One of the main behind-the-scenes refactors leading up to the Luminous release was a rewrite of the past interval tracking.  Previously, we would keep a list all intervals since the PG was last clean, mark which ones could have potentially included writes, and keep that list around (sharing it gratuitously) until the PG was eventually fully "clean" again.  It turns out that knowing the full history of PG locations is a lot more information than we really need, however.  What the PG peering algorithm actually needs to know is which OSDs it needs to contact during peering in order to be certain it has discovered any past updates, and that can be derived from the (roughly speaking) "set of minimal sets" of OSDs that may have processed updates.  When the past intervals tracking structure was rebuilt around exactly the information required, it became extremely compact and relatively insensitive to extended periods of cluster unhealthiness, eliminating the source of memory growth that caused so many problems.  Hooray!

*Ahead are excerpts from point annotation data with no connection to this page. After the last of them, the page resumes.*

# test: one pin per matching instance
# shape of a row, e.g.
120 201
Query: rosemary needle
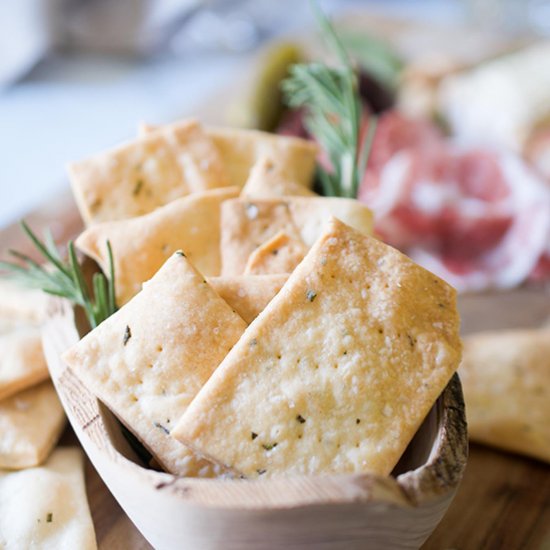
64 278
330 97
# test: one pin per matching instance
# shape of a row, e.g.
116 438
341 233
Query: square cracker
338 372
46 508
506 381
248 295
247 224
141 245
30 424
280 254
22 362
293 158
148 360
137 177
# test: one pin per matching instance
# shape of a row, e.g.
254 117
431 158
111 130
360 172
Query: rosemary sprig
65 278
333 113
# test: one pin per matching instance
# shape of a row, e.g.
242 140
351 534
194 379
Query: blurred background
77 75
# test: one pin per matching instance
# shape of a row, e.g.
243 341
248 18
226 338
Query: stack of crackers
262 330
42 493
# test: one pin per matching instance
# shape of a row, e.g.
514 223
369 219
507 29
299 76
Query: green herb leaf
64 278
330 97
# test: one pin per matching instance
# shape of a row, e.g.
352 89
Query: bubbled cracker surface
149 360
141 245
339 370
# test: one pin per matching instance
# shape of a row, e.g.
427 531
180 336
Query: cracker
248 224
137 177
22 362
46 507
293 158
248 295
269 179
506 380
338 372
141 245
280 254
147 361
21 305
30 424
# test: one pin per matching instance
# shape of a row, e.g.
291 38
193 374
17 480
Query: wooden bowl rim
436 478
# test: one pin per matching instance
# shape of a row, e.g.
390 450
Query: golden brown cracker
141 245
151 171
338 372
148 360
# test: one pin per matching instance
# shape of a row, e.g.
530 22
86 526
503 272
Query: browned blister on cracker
248 224
248 295
151 171
506 380
269 179
141 245
147 361
338 372
280 254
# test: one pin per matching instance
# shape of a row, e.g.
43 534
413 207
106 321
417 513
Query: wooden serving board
504 499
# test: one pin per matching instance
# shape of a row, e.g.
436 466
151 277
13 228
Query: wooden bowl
336 512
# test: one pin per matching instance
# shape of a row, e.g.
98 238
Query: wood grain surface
502 503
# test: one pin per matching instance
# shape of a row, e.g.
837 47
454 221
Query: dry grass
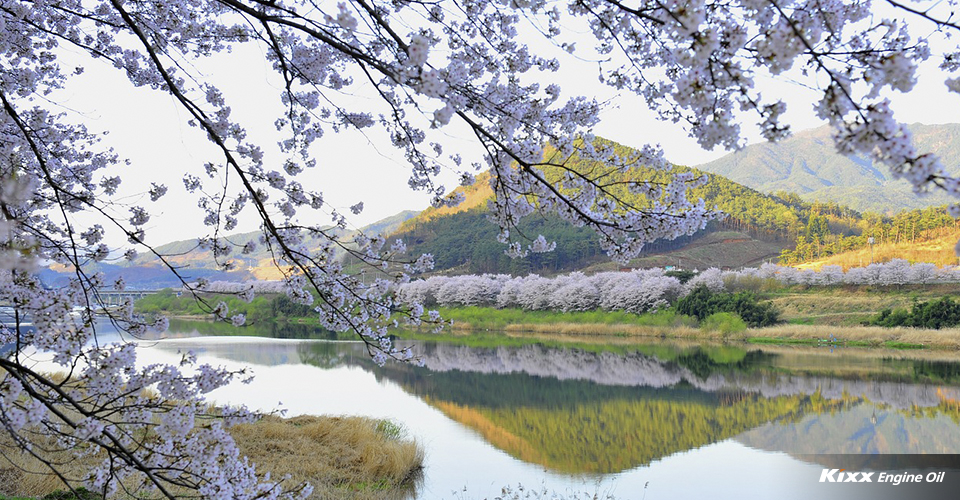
939 250
948 339
873 335
342 457
603 329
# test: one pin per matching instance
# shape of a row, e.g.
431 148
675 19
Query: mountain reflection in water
592 411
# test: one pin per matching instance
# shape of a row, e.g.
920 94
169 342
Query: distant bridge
116 297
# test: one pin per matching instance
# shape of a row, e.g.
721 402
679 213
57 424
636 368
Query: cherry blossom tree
427 68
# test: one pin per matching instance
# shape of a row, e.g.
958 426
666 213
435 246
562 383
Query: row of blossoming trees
645 290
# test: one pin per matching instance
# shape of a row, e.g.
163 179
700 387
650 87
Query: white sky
150 129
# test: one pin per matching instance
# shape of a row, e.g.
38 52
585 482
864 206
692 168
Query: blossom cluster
422 70
636 291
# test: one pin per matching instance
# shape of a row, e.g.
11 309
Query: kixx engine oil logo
842 476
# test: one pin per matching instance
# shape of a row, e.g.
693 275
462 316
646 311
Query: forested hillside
807 164
464 240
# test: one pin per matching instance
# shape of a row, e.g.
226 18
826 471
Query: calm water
687 421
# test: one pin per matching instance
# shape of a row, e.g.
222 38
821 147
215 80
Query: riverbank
668 324
355 458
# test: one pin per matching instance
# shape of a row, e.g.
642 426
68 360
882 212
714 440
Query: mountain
759 226
147 272
808 164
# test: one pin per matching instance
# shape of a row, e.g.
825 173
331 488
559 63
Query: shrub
701 303
942 313
724 322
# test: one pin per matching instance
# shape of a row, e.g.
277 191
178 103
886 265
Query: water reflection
593 410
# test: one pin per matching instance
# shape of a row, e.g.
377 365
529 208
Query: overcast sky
150 129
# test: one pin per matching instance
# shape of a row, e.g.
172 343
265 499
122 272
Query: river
637 421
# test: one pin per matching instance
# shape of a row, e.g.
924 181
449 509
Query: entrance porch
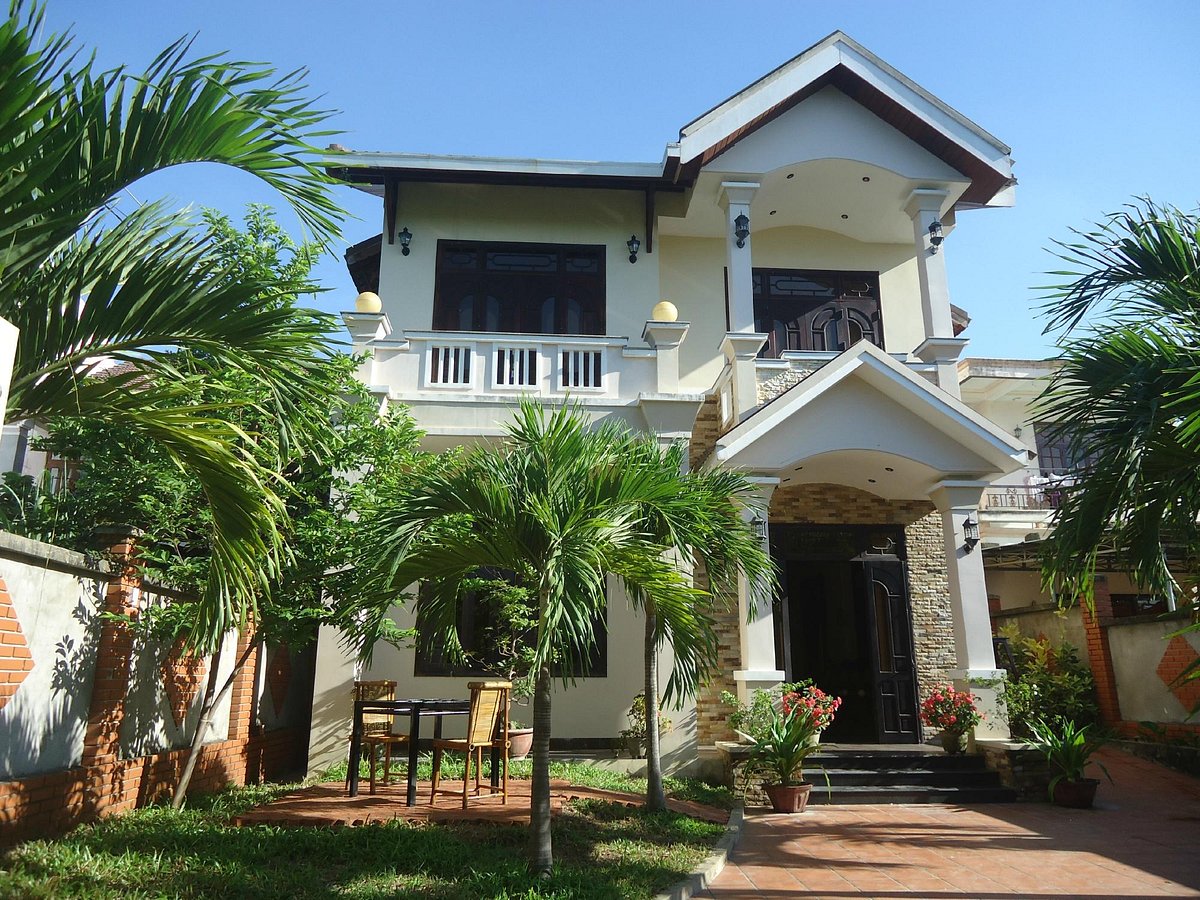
868 474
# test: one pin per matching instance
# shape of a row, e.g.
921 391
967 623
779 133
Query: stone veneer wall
929 591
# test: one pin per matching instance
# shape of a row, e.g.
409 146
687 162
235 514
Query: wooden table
415 709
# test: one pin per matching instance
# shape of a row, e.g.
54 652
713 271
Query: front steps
897 774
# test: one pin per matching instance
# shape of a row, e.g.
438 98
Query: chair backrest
376 723
489 702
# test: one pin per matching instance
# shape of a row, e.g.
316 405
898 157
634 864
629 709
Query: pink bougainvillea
949 709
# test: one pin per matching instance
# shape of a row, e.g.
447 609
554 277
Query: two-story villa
796 232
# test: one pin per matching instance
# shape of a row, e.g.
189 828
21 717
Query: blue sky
1098 100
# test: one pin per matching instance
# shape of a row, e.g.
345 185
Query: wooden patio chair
487 725
377 727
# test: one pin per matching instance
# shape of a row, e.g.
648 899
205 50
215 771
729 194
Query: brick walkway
1141 840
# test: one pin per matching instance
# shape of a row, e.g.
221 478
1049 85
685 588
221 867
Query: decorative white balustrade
505 364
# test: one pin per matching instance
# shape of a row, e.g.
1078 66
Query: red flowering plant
952 711
815 703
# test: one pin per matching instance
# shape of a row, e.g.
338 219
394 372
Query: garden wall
96 719
1135 660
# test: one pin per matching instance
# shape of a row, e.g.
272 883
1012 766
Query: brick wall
105 781
1099 654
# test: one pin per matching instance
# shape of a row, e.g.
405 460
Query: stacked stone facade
928 585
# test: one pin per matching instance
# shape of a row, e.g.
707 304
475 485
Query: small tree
561 507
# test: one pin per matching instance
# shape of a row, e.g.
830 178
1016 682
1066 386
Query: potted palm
1068 748
507 645
779 750
954 712
634 737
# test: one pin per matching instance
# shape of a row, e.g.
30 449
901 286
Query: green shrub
1050 683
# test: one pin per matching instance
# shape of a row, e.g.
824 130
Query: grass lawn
601 850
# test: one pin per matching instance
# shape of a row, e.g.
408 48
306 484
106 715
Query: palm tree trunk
540 850
655 797
213 697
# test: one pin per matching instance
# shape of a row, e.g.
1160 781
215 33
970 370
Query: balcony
1021 498
775 376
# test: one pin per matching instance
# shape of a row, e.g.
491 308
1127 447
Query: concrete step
907 793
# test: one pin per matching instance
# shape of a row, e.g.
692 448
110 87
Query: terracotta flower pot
954 742
789 798
1075 795
520 743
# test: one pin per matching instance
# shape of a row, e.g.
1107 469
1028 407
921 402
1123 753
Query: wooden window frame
525 288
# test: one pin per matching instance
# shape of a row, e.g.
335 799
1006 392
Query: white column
741 354
735 198
9 335
365 328
757 622
940 347
959 501
665 337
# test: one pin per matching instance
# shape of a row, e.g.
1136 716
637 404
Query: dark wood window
522 288
805 310
1055 456
474 619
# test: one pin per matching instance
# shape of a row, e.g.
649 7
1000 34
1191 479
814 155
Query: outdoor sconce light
760 526
935 235
742 228
970 534
634 246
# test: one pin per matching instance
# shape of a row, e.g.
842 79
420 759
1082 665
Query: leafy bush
1050 683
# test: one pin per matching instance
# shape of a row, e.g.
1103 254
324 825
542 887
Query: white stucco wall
540 215
57 600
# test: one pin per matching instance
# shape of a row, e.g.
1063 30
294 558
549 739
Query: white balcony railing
793 366
1012 498
509 364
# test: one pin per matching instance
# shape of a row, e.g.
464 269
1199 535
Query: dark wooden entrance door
880 583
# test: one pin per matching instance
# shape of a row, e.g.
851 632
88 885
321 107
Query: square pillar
958 501
924 208
735 198
366 328
757 621
741 354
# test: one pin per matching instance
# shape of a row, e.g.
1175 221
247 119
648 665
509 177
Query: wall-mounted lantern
970 534
935 235
742 228
634 246
760 526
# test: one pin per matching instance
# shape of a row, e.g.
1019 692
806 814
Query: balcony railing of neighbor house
505 364
775 376
1023 497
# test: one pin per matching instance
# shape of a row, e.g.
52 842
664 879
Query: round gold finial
367 301
664 311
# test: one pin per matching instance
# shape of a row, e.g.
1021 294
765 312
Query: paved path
323 805
1141 840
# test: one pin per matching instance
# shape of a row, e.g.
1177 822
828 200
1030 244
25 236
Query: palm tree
561 508
697 516
1127 396
84 285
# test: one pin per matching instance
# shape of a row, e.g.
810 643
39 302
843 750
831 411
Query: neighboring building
798 228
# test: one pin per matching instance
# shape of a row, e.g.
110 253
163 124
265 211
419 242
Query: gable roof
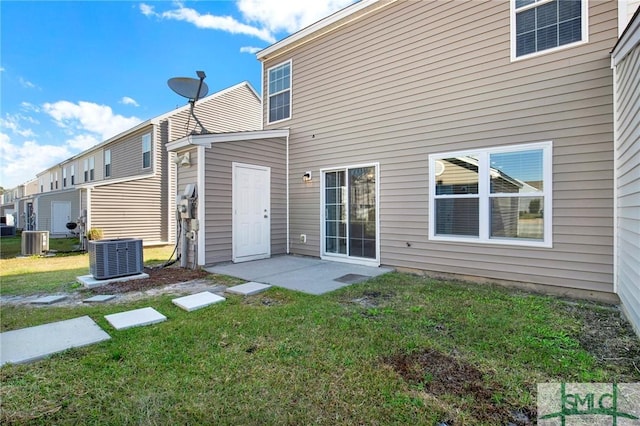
322 27
153 121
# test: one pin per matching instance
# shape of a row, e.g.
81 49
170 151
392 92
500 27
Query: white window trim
107 163
150 151
512 15
345 258
484 196
290 92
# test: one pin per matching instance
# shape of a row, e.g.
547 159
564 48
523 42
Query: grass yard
398 349
33 275
374 353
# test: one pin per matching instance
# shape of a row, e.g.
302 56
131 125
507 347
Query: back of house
462 138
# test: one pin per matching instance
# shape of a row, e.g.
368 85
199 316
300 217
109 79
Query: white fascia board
315 30
207 140
630 38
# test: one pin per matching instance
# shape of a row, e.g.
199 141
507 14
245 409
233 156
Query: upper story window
544 25
496 195
107 163
279 92
92 166
146 151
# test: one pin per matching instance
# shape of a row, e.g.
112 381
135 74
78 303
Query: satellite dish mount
192 89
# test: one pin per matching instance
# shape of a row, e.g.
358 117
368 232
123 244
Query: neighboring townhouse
465 139
126 185
626 66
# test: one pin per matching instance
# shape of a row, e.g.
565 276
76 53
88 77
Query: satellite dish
190 88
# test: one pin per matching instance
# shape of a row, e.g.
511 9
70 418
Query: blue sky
75 73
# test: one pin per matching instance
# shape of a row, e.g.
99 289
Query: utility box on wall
35 243
115 258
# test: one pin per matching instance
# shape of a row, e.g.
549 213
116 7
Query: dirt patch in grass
158 277
609 337
442 375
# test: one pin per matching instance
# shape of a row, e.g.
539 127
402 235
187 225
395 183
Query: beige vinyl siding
129 210
628 184
416 78
233 111
219 188
126 155
43 207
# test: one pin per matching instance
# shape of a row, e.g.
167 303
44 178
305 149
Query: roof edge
318 26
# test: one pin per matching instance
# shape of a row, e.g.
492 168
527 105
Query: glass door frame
337 257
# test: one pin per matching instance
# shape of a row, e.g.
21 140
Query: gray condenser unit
35 242
115 258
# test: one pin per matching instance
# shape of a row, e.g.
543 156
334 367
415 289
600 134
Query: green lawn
367 354
34 274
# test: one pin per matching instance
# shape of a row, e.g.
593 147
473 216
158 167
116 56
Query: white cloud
126 100
26 83
89 117
208 21
14 122
250 49
21 162
296 15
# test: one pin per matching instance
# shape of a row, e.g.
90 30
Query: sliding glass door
350 212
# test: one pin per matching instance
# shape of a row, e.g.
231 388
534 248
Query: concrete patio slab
135 318
89 282
101 298
33 343
248 289
306 274
197 301
48 300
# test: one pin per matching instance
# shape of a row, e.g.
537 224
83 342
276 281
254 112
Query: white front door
251 212
60 215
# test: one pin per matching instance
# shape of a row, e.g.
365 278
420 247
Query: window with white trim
107 163
279 86
92 166
495 195
543 25
146 151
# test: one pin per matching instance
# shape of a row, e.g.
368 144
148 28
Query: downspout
615 176
287 189
200 188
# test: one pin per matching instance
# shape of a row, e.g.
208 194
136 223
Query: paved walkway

Hard limit on PGs on each OSD

The other core problem was that any individual OSDs were ever allowed to instantiate more PGs than they could handle.  Because PG mappings are the result of a mathematical calculation in CRUSH, any number of CRUSH or cluster state changes could potentially lead to a situation where CRUSH put too many PGs in one place.  Even if we fixed the "min in" problem above, some other scenario or misconfiguration could potentially lead to too many PGs on one OSD.

In Luminous, we've added a hard limit on the number of PGs that can be instantiated on a single OSD, expressed as osd_max_pg_per_osd_hard_ratio, a multiple of the mon_max_pg_per_osd limit (the limit we mentioned above that prevents you from configuring too many PGs).  If any individual OSD is ever asked to create more PGs than it should it will simply refuse and ignore the request.  The cluster will be partially unavailable if that happens (those PGs won't be able to peer and service IO until the data distribution is corrected), but we will avoid putting the system into a situation where it may have a hard time recovering.  Hopefully an administrator has been alerted and become involved long before this, but in cases of extreme neglect, the system won't dig itself into a hole.

Conclusion

Hearing about things that used to go wrong but can't anymore isn't as much fun as reading about shiny new features, but we hope it will let users that have experienced some of these issues (or skirted less extreme instances) rest easier.  We certainly sleep much better these days!